3 thoughts on “Induction Without the Uniformity Principle

  • May 27, 2017 at 10:59 am
    Permalink

    From the article: “It’s not that you must presume uniformity in order to classify. It’s that you classify to find uniformities.”

    The whole problem with this is that you haven’t “found” any more uniformity than you had to begin with! You’re still in *exactly* the same position as you agreed with earlier in the article: “The Scholastics lamented (rightly) that unless you had surveyed all magnets or all animals, the inference was not certain”

    “If you have good guidelines and follow them, you can be certain that someone absolutely cannot contract cholera unless exposed to the bacterium Vibrio cholerae, certain that all men are mortal, certain that the angles of all planar triangles sum to 180°, and certain that 2+3=5. And you don’t need any unjustifiable uniformity principle to do so.”

    No, you cannot be certain of any of those things without some kind of “uniformity principle”. You haven’t justified this at all, and it’s contradictory on its face the way it’s presented in this article.

    “But soon the child learns the difference between truth and make-believe—and the difference between staying the same and changing… The child learns that you can’t rely on some global uniformity principle.”

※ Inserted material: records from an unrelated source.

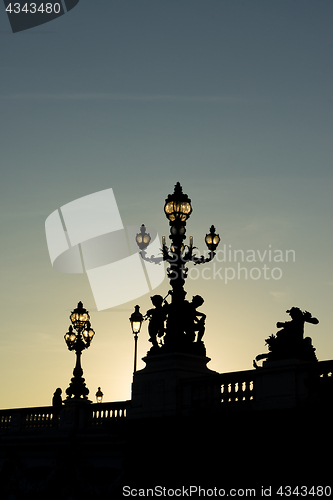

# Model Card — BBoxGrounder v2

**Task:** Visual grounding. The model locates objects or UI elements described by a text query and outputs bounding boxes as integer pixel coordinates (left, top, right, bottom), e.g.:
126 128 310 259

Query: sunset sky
0 0 333 408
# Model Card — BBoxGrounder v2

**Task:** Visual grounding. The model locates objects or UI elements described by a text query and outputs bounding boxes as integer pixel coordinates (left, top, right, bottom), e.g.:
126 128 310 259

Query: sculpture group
254 307 319 368
144 290 206 354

    Without logically relying on the existence of some uniformity principle, the child hasn’t *learned* anything! Those “things that stay the same” are believed to *stay the same* on the basis of there being such a thing *as* uniformity, that is the very meaning of having such a “uniformity principle” in the first place!

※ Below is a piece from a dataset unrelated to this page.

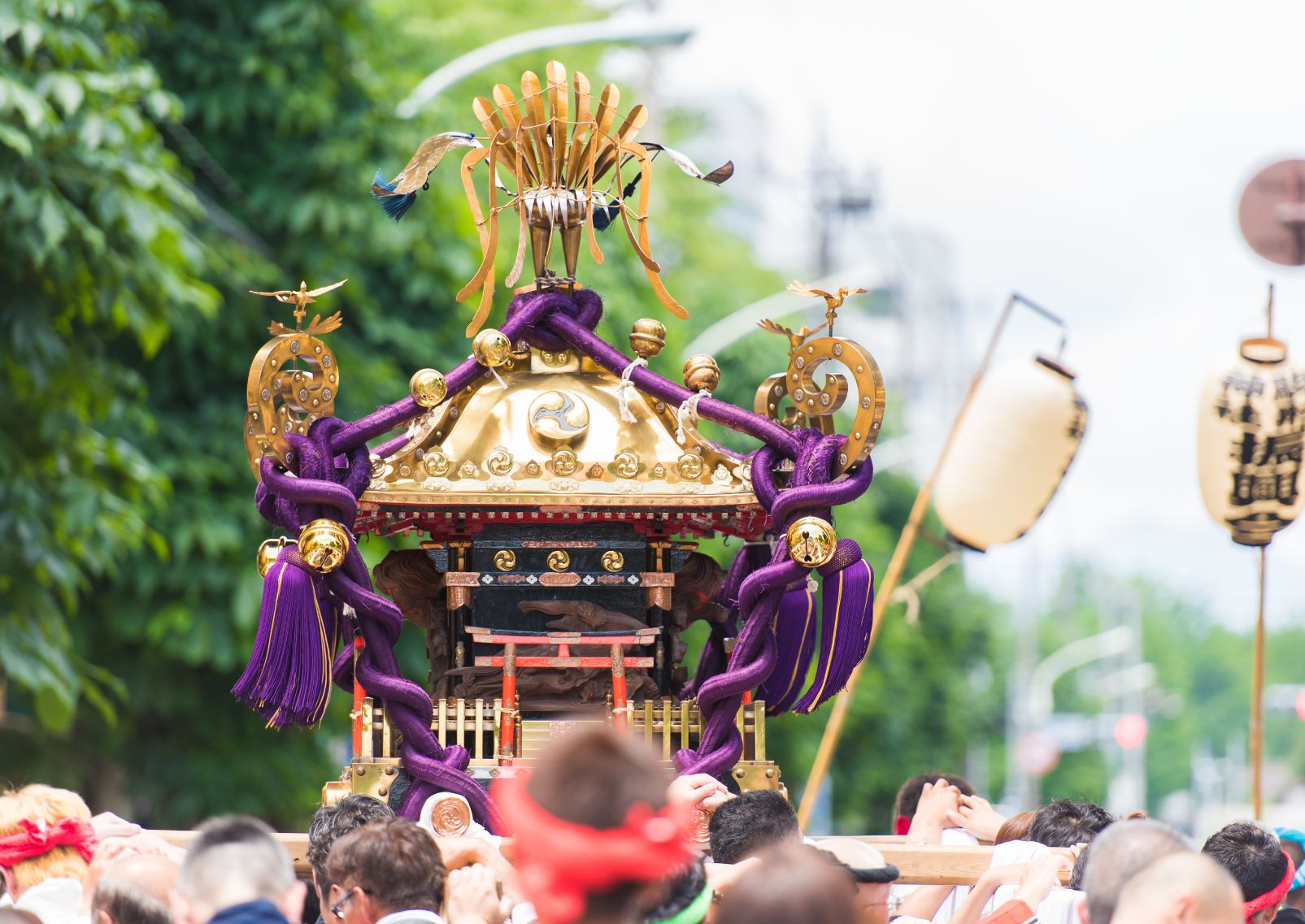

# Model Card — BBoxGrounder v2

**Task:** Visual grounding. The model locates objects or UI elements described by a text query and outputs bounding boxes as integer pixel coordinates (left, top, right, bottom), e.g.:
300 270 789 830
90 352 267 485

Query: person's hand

    “The realization that some things stay the same and some don’t is what, he thought, makes induction possible and necessary”

    How can any thing stay the same, by the nature of the thing – i.e. in *principle* – if there is no such thing as a principle of uniformity? That’s just blatantly contradictory. You want to find principles of uniformity while denying there are any principles of uniformity. Come on!

    Reply
  • May 30, 2017 at 4:04 pm
    Permalink

    Some associations are uniform, some aren’t. Some behavior is uniform, some isn’t. Some things are uniform in one way but not in another. Some things, properties, and behaviors stay the same, some don’t.

    Our job is to figure out what is uniform and what is not. To do that, we don’t need a uniformity principle any more than we need a blueness principle to determine what is blue, a life principle to determine what is alive, or a magnetism principle to determine what is magnetic.

    Would you say: How can anything be symmetric if there is no such things as a principle of symmetry? How can anyone be happy if there is no such thing as a principle of happiness? How can a person be honest if there is no such thing as a principle of honesty?

    If you would, then there is nothing special about a principle of uniformity. It’s just one of the countless principles that you’d say must exist for any corresponding attribute to exist.

    Uniformity is just another property. If it needs a principle, so do the others.

    Reply
  • Nov 6, 2021 at 10:40 am
    Permalink

    Hi, This thread seems to be have been inactive for a long time. I came across it because I’m researching induction myself at the moment. I think we have to appreciate that the Principle of Uniformity is propositional in form, and expressed through language. This makes it possible for it to figure in inductive arguments alongside other propositions, (if this is what one wants to do) even if Hume couldn’t justify it. But language is logically distinct from the world it represents. The fact that the Principle represents is the fact that the world is regular. Nobody actually “needs” such a principle – children learn that the world is regular because so many of their experiences are repeated. They develop expectations, which are neither linguistic nor logical, but psychological in nature. Animals do the same.